Cerita PLN yang Terpaksa Pakai Pembangkit Listrik Solar Untuk Perbatasan

Cerita PLN yang Terpaksa Pakai Pembangkit Listrik Solar Untuk Perbatasan

Michael Agustinus - detikFinance
Kamis, 27 Agu 2015 08:03 WIB
Ambon - Di ulang tahun ke-70 kemerdekaan Republik Indonesia, PT PLN (Persero) membangun pembangkit-pembangkit listrik baru untuk 'menerangi' 50 pulau terdepan dan daerah perbatasan, 12 pulau di antaranya berada di wilayah Maluku-Maluku Utara.

Semua pembangkit yang dibangun adalah Pembangkit Listrik Tenaga Diesel (PLTD), yang menggunakan bahan bakar minyak (BBM) jenis solar.

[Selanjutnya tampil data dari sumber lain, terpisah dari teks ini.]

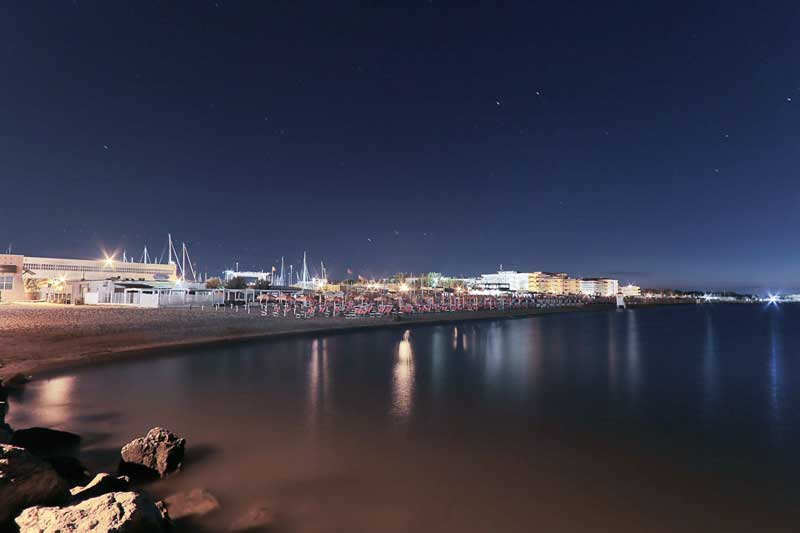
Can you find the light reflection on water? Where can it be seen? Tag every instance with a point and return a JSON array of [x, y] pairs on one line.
[[639, 412], [403, 385]]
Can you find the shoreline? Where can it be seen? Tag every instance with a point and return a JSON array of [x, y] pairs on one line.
[[79, 348]]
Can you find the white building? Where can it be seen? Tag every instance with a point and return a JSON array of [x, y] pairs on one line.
[[21, 277], [599, 287], [516, 281], [631, 290]]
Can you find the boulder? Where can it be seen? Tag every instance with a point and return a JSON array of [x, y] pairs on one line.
[[5, 433], [159, 452], [101, 484], [197, 502], [117, 512], [256, 519], [13, 384], [26, 480], [46, 442]]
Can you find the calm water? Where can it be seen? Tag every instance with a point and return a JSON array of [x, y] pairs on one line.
[[663, 419]]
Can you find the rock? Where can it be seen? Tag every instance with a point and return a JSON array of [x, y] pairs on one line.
[[5, 433], [26, 480], [255, 519], [46, 442], [13, 384], [160, 452], [119, 512], [69, 468], [101, 484], [197, 502]]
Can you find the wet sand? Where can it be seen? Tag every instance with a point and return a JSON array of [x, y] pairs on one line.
[[38, 337]]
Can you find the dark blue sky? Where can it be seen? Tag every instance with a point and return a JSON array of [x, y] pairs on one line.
[[658, 143]]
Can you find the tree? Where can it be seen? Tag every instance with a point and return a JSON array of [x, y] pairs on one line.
[[236, 283]]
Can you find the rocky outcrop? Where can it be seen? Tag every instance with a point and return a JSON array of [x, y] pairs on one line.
[[101, 484], [197, 502], [117, 512], [46, 442], [12, 384], [256, 519], [160, 452], [5, 430], [26, 480]]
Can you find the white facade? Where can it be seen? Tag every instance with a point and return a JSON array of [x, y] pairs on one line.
[[516, 281], [630, 290], [599, 287]]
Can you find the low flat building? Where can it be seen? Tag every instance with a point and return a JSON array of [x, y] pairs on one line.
[[22, 276]]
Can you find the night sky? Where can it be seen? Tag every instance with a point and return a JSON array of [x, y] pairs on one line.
[[659, 144]]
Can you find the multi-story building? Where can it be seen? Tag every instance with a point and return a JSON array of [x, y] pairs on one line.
[[630, 290], [599, 286], [572, 286], [516, 281], [557, 283]]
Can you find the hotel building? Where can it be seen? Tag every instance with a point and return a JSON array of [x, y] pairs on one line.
[[599, 286], [22, 274]]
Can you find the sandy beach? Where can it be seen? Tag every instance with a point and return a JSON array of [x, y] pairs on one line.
[[38, 337]]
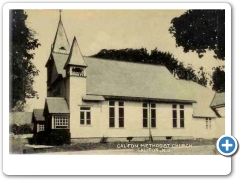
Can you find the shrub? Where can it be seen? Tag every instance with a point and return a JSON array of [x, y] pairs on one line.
[[103, 140], [39, 138], [55, 137], [129, 139], [21, 129], [59, 137]]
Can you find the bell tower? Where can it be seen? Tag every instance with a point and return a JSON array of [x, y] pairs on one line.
[[75, 76]]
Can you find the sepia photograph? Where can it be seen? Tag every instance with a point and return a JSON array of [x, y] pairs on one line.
[[116, 82]]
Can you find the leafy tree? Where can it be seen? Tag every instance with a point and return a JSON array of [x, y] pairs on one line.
[[155, 57], [203, 80], [22, 69], [218, 78], [199, 31]]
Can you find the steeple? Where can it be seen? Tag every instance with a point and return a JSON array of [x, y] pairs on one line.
[[60, 44], [75, 57]]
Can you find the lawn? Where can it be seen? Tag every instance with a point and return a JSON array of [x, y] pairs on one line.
[[167, 147]]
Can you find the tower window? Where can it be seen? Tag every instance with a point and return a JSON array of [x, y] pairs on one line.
[[78, 71], [62, 48]]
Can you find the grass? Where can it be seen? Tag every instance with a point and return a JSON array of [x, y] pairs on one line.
[[197, 147], [16, 146]]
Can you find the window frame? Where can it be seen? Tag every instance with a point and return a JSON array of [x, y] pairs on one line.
[[121, 118], [208, 123], [153, 120], [174, 119], [85, 110], [41, 127], [145, 119], [59, 123], [111, 117], [182, 116]]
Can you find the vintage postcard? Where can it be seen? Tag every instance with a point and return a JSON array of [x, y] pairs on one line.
[[107, 81]]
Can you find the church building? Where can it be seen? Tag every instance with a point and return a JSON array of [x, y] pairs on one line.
[[94, 98]]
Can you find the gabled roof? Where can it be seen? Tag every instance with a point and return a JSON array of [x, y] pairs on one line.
[[57, 105], [218, 100], [60, 43], [59, 61], [202, 95], [125, 79], [75, 56], [20, 118], [38, 114]]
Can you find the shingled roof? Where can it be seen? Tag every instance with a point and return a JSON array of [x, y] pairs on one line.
[[57, 105], [125, 79], [38, 114], [60, 43], [218, 100], [202, 95], [75, 56], [20, 118], [60, 60]]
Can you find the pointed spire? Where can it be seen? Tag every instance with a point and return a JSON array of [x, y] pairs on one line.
[[60, 44], [75, 56]]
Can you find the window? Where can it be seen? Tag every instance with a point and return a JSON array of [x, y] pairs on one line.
[[182, 116], [78, 71], [153, 115], [61, 122], [111, 114], [178, 112], [41, 127], [208, 123], [121, 114], [145, 114], [85, 116], [174, 115]]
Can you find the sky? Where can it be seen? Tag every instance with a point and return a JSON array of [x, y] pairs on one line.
[[107, 29]]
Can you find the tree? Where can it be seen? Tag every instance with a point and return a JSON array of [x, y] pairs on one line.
[[155, 57], [218, 78], [199, 31], [22, 69]]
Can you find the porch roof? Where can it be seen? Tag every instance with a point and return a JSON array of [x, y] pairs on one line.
[[38, 114], [57, 105], [93, 98]]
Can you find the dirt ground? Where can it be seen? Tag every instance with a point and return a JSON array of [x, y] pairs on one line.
[[17, 146], [198, 150]]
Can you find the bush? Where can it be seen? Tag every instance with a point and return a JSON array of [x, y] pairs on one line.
[[21, 129], [59, 137], [129, 139], [55, 137], [103, 140]]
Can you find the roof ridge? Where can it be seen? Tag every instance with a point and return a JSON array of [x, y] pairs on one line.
[[124, 61], [55, 98]]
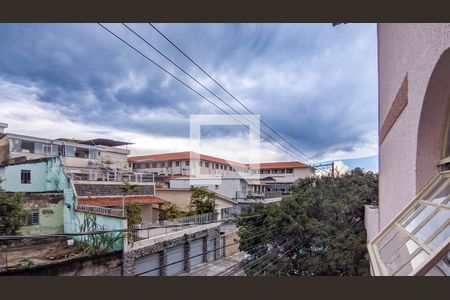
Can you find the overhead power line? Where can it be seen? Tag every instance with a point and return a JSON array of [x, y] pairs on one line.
[[189, 87], [199, 83], [229, 93]]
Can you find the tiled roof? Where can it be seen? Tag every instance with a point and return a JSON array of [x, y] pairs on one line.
[[186, 155], [117, 201]]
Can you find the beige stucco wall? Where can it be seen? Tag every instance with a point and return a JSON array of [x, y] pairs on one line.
[[412, 49]]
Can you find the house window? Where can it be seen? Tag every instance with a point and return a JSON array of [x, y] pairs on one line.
[[25, 176], [16, 145], [33, 217], [27, 147], [81, 152], [416, 242]]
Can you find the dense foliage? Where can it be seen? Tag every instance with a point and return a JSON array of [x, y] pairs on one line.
[[12, 215], [319, 230], [92, 244], [202, 201]]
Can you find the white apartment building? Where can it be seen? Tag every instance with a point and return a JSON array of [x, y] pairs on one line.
[[193, 164]]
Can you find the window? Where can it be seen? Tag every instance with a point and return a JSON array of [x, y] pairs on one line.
[[93, 153], [33, 217], [69, 151], [81, 152], [16, 145], [27, 147], [416, 241], [25, 176]]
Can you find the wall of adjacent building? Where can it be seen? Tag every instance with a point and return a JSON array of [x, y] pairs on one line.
[[410, 50]]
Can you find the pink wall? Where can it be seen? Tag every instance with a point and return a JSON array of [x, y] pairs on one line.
[[412, 49]]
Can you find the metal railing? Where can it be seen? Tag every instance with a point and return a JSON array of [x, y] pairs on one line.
[[230, 212], [185, 222], [100, 210]]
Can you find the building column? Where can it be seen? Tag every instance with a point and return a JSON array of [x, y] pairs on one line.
[[187, 254], [163, 262]]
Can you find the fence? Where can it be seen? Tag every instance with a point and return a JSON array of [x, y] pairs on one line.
[[189, 221], [100, 210]]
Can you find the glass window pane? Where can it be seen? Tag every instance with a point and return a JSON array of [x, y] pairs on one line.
[[444, 265], [400, 256], [439, 239], [412, 264], [433, 224], [411, 214], [419, 218]]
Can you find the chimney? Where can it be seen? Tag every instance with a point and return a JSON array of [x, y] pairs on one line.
[[3, 126]]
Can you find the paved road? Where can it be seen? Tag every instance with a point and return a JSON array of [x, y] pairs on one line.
[[216, 268]]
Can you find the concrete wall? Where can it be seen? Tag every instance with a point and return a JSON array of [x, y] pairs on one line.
[[412, 50], [98, 265]]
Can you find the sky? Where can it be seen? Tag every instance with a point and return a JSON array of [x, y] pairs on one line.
[[314, 84]]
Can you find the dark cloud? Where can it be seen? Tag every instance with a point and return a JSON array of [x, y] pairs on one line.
[[315, 84]]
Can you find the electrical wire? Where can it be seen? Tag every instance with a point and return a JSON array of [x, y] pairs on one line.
[[226, 91], [189, 87]]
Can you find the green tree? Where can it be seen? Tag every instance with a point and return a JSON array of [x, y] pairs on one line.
[[202, 201], [12, 215], [319, 230]]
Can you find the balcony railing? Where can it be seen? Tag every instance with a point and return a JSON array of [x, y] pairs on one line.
[[96, 174], [262, 195], [100, 210]]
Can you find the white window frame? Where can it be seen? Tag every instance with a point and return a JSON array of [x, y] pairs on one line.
[[434, 256]]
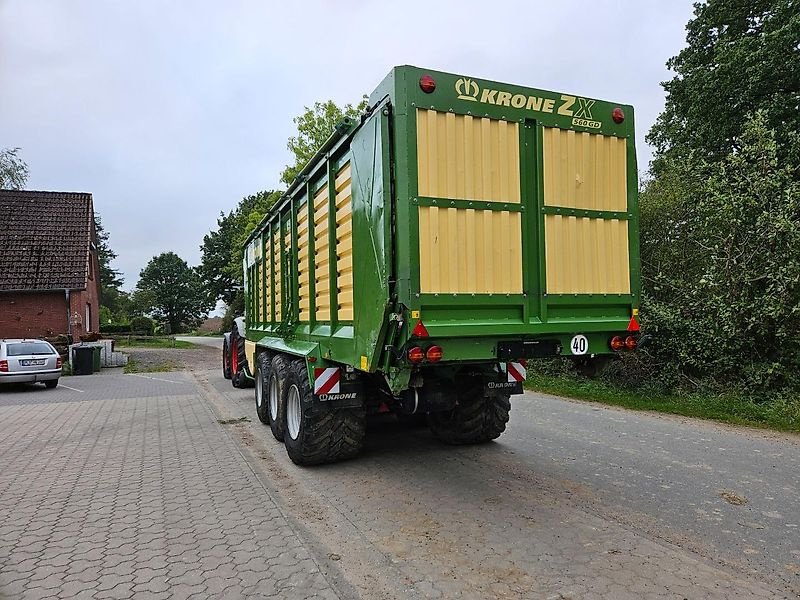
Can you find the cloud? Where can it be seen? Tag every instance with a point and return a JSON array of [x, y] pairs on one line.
[[171, 112]]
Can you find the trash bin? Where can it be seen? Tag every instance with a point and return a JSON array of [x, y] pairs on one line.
[[82, 360], [96, 358]]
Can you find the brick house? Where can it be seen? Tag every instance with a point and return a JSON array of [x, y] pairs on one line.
[[49, 275]]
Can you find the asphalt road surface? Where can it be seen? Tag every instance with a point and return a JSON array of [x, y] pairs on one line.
[[575, 500], [213, 342], [165, 485]]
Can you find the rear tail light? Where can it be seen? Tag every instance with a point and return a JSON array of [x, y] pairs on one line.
[[420, 330], [416, 355], [434, 354]]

Meski biaya produksi listriknya relatif mahal dan membuat ketergantungan pada energi fosil makin besar, PLN tetap memilih PLTD untuk melistriki pulau-pulau terluar dan daerah perbatasan. Apa alasannya?

SCROLL TO CONTINUE WITH CONTENT

General Manager PLN Wilayah Maluku-Maluku Utara, M Ikhsan Asaad, menjelaskan PLTD dipilih karena dapat dibangun dengan cepat dan biaya investasinya relatif murah. Pulau-pulau terluar dan daerah perbatasan sudah puluhan tahun gelap gulita, PLN harus cepat membangun pembangkit untuk mereka. Daya listrik yang dapat dipasok PLTD juga relatif besar.

"Pertimbangan utama karena cepat. Kalau bangun PLTS mahal dan kapasitasnya nggak bisa besar. Padahal listrik sangat perlu untuk segera mendorong ekonomi di situ (pulau terluar dan perbatasan)," ujar Ikhsan kepada detikFinance, di kantornya, Ambon, Rabu (26/8/2015).

Dia mengakui, biaya produksi listrik dari PLTD amat mahal. Apalagi wilayah Maluku-Maluku Utara merupakan kepulauan yang infrastrukturnya tidak sebagus Jawa atau Sumatera, sehingga biaya distribusi solar mahal, mencapai Rp 2.000/liter.

Rata-rata biaya produksi listrik dari PLTD mencapai Rp 3.600/kWh. Dibanding dengan Pembangkit Listrik Tenaga Surya (PLTS), biaya untuk mengoperasikan PLTD tergolong sangat tinggi meski biaya investasi PLTS mencapai 3 kali lipat PLTD.

Menurut perhitungannya, biaya pembangunan PLTS dengan daya 1 MW mencapai Rp 30 miliar, sedangkan PLTD hanya Rp 10 miliar. Tetapi, biaya operasi PLTD mencapai Rp 240 juta per bulan, sementara PLTS hanya Rp 12 juta alias 5 persennya saja.

"Kalau PLTS 1 MW biaya investasi 30 miliar, PLTD 1 MW 10 miliar. Tapi biaya operasi PLTS, bayar karyawan hanya Rp 10 juta, perawatan Rp 1 juta untuk air aki, total Rp 12 juta/bulan. Kalau PLTD operasional sebulan 240 juta," paparnya.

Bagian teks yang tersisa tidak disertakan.